Ruiz me había contado al detalle nuestra estancia en el seminario, pasando revista a los sacerdotes y a cada uno de nuestros condiscípulos, salvo uno: precisamente aquel de quien anhelaba yo encontrar el nombre-y la tumba. 11

La omisión suscitó en el visitante una pregunta de rigor (¿qué había sido de aquel seminarista?) ante la cual  Ruiz respondió que ignoraba los detalles de la suerte del amigo más allá de lo que la versión divulgada por la misma congregación de franciscanos hizo conocer. Se trata de la misma explicación escueta y vaga que Bianciotti ya había escuchado alguna vez. Ésta informaba que después de su ordenación, Héctor Ramírez había sido enviado a Roma a perfeccionarse en estudios de teología y había abandonado los hábitos. Había muerto en Suiza y había sido sepultado en el Tesino. La versión agregaba, invariablemente, un detalle que alienta suspicacias: el sacerdote no habría omitido pasar por el sacramento de la confesión antes de morir.

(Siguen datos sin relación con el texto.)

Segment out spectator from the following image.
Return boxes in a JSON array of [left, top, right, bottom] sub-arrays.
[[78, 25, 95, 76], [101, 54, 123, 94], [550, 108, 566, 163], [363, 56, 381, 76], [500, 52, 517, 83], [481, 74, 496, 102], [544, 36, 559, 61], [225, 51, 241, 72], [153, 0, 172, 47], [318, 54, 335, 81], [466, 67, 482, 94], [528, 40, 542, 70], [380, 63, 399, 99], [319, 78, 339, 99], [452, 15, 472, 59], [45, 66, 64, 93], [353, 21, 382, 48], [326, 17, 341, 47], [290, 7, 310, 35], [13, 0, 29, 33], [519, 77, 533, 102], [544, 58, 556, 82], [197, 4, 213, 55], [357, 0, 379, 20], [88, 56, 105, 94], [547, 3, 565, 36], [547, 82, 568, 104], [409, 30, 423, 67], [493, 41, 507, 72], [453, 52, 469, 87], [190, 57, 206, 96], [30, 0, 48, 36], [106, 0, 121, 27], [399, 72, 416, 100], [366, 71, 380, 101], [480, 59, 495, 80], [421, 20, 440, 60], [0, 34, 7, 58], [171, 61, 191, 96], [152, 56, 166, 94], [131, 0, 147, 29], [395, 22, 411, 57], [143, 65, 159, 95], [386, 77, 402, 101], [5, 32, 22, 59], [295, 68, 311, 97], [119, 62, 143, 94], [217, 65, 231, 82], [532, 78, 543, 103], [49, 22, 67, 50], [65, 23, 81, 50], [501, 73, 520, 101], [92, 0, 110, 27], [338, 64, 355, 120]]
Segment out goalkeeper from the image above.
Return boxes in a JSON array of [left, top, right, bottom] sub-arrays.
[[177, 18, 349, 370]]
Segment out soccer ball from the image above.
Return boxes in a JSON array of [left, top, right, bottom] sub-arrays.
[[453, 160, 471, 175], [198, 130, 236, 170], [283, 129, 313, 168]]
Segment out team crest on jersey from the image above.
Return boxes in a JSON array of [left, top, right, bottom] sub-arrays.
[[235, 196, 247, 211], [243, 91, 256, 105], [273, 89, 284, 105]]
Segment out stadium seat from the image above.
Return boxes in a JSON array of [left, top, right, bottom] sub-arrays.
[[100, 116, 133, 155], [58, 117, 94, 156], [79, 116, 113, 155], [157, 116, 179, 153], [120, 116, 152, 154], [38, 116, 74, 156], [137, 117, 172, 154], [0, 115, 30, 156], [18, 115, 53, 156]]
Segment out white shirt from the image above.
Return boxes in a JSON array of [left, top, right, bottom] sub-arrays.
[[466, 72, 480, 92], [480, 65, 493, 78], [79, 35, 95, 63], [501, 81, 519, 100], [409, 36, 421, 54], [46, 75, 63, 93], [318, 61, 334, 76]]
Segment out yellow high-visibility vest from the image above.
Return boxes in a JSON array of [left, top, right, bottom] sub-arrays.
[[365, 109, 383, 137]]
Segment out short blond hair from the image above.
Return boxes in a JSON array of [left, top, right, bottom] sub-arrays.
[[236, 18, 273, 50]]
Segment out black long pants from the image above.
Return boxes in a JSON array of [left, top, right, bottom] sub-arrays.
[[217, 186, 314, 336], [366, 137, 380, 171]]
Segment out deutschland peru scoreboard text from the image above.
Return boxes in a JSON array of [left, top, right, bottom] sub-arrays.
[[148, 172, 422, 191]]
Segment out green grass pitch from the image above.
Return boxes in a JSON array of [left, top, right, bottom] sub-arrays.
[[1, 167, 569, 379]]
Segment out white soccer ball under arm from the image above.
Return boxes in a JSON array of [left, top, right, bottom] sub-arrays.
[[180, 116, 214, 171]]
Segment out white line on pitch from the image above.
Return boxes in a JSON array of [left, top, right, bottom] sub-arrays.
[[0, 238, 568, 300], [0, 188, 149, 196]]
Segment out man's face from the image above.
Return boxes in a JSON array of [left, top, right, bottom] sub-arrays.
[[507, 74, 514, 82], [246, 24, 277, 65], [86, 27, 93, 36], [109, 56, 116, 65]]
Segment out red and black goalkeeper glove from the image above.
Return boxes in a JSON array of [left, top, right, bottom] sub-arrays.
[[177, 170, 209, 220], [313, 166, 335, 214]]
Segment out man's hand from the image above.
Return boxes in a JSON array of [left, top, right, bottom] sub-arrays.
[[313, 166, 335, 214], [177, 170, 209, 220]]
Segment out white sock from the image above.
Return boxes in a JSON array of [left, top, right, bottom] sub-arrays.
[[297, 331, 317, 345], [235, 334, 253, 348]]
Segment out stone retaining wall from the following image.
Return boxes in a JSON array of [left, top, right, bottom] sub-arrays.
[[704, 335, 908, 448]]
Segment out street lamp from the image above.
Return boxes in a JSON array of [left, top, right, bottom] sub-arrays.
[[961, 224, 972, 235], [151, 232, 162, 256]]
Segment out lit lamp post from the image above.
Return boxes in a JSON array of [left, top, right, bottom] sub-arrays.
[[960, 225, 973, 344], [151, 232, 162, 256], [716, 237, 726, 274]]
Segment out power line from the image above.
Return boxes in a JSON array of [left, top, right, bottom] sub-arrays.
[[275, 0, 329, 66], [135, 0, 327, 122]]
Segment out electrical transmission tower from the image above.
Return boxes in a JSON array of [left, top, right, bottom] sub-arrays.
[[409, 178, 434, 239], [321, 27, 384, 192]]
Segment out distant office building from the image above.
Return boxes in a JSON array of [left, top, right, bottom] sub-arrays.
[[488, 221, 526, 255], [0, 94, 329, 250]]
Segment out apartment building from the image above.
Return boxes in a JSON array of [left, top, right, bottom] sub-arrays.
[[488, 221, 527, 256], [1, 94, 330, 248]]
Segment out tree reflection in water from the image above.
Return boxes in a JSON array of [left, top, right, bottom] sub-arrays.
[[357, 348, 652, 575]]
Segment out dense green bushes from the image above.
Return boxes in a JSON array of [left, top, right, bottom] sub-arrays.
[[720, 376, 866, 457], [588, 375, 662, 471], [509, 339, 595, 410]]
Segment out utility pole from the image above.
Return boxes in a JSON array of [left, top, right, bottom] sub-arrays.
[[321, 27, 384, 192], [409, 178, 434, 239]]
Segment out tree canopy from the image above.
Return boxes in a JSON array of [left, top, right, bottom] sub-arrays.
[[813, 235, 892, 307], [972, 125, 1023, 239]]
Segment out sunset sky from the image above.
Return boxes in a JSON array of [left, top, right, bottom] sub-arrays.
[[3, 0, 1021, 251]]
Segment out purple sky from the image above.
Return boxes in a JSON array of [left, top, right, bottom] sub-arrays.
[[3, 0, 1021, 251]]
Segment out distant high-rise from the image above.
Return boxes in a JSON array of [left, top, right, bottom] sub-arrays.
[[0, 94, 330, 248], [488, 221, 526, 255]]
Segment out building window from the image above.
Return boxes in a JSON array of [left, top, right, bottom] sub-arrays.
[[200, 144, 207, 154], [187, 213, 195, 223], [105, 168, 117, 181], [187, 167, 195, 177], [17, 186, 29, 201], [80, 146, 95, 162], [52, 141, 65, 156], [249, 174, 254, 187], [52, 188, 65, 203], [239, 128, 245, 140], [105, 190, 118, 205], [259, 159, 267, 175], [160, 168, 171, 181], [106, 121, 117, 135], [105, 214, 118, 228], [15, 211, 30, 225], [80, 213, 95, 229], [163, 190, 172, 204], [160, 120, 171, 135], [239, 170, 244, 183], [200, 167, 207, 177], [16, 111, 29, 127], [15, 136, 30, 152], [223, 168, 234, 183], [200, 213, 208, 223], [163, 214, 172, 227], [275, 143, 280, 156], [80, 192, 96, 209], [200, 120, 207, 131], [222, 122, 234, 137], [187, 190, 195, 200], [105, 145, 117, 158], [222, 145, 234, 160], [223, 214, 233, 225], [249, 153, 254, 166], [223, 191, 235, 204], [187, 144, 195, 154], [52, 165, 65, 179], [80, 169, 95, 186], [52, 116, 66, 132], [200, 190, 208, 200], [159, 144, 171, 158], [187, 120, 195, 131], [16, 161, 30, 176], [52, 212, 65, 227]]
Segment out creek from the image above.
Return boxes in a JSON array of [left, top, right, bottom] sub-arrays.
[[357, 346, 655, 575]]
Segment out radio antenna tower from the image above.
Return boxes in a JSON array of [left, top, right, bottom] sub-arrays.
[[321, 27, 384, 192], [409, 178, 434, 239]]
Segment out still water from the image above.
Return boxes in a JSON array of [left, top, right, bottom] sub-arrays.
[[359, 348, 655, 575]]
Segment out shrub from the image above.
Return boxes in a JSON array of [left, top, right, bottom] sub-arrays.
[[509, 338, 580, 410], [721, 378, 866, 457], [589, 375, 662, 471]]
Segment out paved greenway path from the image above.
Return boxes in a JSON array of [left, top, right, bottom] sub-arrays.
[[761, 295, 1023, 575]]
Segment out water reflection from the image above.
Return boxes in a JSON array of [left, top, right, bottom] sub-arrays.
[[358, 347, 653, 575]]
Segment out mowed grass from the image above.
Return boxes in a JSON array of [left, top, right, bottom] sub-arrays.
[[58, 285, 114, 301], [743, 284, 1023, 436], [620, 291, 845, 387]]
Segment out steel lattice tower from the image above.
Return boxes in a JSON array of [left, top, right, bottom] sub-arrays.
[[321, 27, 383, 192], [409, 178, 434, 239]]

A esta altura los interrogantes en torno a nuestro narrador se multiplican. ¿Por qué  eclipsó ese nombre? ¿Por qué quiere volver a saber de “él”? Y, fundamentalmente: ¿por qué emprende la visita hacia la sepultura? Las preguntas nos instalan en una secuencia que apunta a buscar una razón para el viaje. En primer lugar, importan los motivos por los cuales el protagonista sale en busca de algo que le atañe de manera especial. En segundo lugar, importa lo que ocurre subrepticiamente, es decir, la reunión de hechos casuales que propician la partida y, finalmente, habrá que especificar la serie de cavilaciones que son la materia del relato de viaje, cuyo itinerario en este caso se dibuja desde la ciudad de París hasta el Tesino en Suiza y de vuelta al punto de partida. Los tres aspectos que componen la secuencia (las motivaciones profundas del viajero, la reunión de hechos casuales que promueven la partida y la serie de cavilaciones que se despliegan paralelamente al desplazamiento) permiten percibir imágenes de intimidad, pasajes en los que la voz narradora relata, sin estridencias ni presunciones, una forma particular de experimentar la vida. En este caso se trata de la experiencia de un viaje por amor, siendo el erótico, uno de los contenidos en los que la aventura como forma de la vida tiene el poder de realizarse en su expresión más plena.12

 Héctor Ramírez fue especialmente venerado por el narrador en sus años de juventud, marcados por el discernimiento espiritual y la tendencia hacia prácticas supuestamente contrarias al ejercicio de la vida consagrada. Reuniones clandestinas en los claustros del convento, el gusto por cierta literatura y por discusiones teológicas en las cuales se elevaban principios contrarios a los de la congregación franciscana, señalarían las tensiones entre la vocación de santidad y las inclinaciones paganas que compartían, en íntima comunión, los entonces seminaristas Ruiz, Ramírez y Bianciotti.13  En rigor, esas tensiones son subrayadas cuando el narrador menciona las características de aquél a quien llama “mi querido homónimo” (193); ambiguas precisamente por las fuerzas que las impulsan: las del enamoramiento. Éstas convierten al otro en el más lejano, el más extraño, y el más inasible.14 Y es el deseo “de esos momentos para siempre insatisfechos” (149) procurados en la proximidad de los cuerpos que se alejaban “en el umbral del pecado”(148) (“si con un brazo me atraía para estrecharme, con el mismo brazo [Ramírez] me apartaba”(148)) el que hace prevalecer, intacta, la imagen de quien desencadenó, como ningún otro, las fuerzas del amor.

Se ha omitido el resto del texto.